Myanna has worked as an independent consultant for a number of Occupational Psychology firms where she draws on her specialism in the field of selection and assessment. Allied to this, Myanna also has a keen interest in psychometrics and is a BPS accredited assessor for Certificates of Occupational Test Use (formerly Level A & B).
Tom Kirby is a Senior Quality Improvement and Patient Safety Manager at Guy’s and St Thomas’ NHS Foundation Trust. He has over ten years experience in the quality assurance field, working exclusively within the NHS, primarily within the acute sector.
Tom has a long-standing interest in running discrete quality improvement projects that demonstrate tangible benefits to patient care. He has a particular concern for training healthcare professionals on quality improvement and patient safety issues.

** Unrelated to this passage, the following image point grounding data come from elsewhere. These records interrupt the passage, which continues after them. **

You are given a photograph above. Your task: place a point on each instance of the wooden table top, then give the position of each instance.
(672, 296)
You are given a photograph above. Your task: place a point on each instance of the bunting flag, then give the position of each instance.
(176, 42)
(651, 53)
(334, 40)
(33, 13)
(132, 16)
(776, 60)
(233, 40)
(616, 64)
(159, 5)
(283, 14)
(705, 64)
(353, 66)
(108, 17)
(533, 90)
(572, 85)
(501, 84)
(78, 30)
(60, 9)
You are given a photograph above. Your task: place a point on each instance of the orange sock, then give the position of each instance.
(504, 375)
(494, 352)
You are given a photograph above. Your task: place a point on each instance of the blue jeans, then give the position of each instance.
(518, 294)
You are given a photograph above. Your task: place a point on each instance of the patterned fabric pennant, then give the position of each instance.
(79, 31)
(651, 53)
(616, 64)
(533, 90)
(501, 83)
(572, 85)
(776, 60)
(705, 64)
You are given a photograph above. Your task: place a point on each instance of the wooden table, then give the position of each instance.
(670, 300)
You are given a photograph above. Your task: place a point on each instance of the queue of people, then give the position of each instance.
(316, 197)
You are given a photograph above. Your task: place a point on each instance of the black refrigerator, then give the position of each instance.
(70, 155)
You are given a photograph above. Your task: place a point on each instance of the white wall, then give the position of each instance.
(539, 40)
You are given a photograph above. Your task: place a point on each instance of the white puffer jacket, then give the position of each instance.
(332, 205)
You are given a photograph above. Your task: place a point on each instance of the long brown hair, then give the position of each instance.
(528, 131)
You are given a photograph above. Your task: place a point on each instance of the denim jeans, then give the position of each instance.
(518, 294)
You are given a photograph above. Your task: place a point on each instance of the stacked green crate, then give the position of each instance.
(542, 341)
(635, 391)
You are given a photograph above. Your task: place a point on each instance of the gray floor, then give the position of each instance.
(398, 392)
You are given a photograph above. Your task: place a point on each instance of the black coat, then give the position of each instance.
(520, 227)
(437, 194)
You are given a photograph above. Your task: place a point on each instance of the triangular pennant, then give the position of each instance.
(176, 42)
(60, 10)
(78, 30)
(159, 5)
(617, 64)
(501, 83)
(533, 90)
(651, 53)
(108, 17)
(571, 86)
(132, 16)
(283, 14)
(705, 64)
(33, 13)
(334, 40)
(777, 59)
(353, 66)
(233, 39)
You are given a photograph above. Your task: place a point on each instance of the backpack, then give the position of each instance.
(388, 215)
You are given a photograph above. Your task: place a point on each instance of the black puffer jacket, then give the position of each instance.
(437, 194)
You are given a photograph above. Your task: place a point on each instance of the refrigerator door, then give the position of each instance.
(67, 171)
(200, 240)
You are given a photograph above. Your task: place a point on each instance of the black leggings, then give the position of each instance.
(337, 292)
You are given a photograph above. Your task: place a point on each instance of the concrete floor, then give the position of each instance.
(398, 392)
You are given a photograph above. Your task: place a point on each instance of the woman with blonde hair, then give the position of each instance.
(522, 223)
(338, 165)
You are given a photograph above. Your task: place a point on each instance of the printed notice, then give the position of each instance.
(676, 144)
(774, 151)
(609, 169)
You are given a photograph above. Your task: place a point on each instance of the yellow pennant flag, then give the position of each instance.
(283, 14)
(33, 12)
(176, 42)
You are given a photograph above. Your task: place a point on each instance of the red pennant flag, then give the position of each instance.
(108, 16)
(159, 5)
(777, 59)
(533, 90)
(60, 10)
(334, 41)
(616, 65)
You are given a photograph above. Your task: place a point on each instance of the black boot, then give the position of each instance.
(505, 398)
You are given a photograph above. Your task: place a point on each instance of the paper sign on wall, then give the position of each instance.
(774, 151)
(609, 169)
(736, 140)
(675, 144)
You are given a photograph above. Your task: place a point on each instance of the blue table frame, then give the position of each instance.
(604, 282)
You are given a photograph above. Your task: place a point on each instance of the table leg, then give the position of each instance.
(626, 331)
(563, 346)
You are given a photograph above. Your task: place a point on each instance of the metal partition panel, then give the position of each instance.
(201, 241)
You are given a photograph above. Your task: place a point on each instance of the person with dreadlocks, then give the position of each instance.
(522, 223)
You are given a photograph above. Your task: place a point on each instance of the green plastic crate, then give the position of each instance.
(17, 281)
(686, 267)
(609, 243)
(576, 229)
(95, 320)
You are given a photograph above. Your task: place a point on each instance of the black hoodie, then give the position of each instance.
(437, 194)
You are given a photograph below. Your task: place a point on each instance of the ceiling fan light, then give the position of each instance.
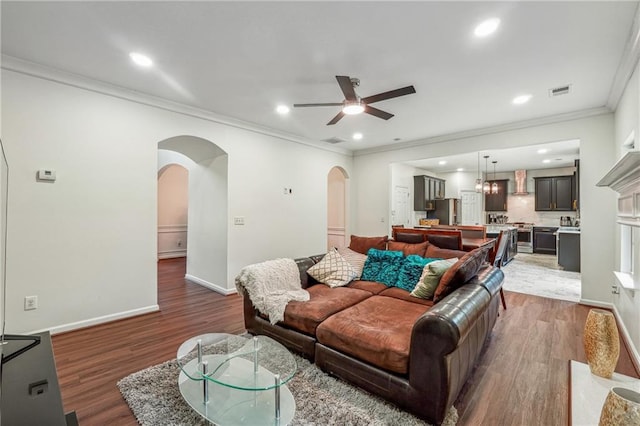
(353, 108)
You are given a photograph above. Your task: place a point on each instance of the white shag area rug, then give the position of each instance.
(540, 275)
(154, 398)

Matthew Alders is a PhD research student at the Florence Nightingale Faculty of Nursing and Midwifery (FNFNM). Matthew’s research project with CARe is concerned with defining and measuring resilience in healthcare settings.
Before starting his postgraduate studies Matthew successfully completed a BSc in Adult Nursing at FNFNM. Since qualifying he has worked as a Staff Nurse on the Acute Assessment Unit at the Royal London Hospital. Matthew also has a BA in Philosophy from the University of Warwick.
Jennifer is a Registered Nurse, with a clinical practice background in critical care, and a research interest in nursing resilience in the context of an organization. As a master’s student at Athabasca University, Jennifer studied the process of resilience for critical care nurses. She is expanding this work at King’s College London, as an international post graduate researcher at the Florence Nightingale Faculty of Nursing and Midwifery.
Jennifer is also a leader in nursing education and communications. She spearheaded the launch of several social media programs in Canada, including the Canadian Nurses Foundation’s Nursing Week campaigns. Jennifer connects technology and health care, improving nursing education and patient safety. Her passions include social justice, advocacy, resilience, and caring for the caregiver.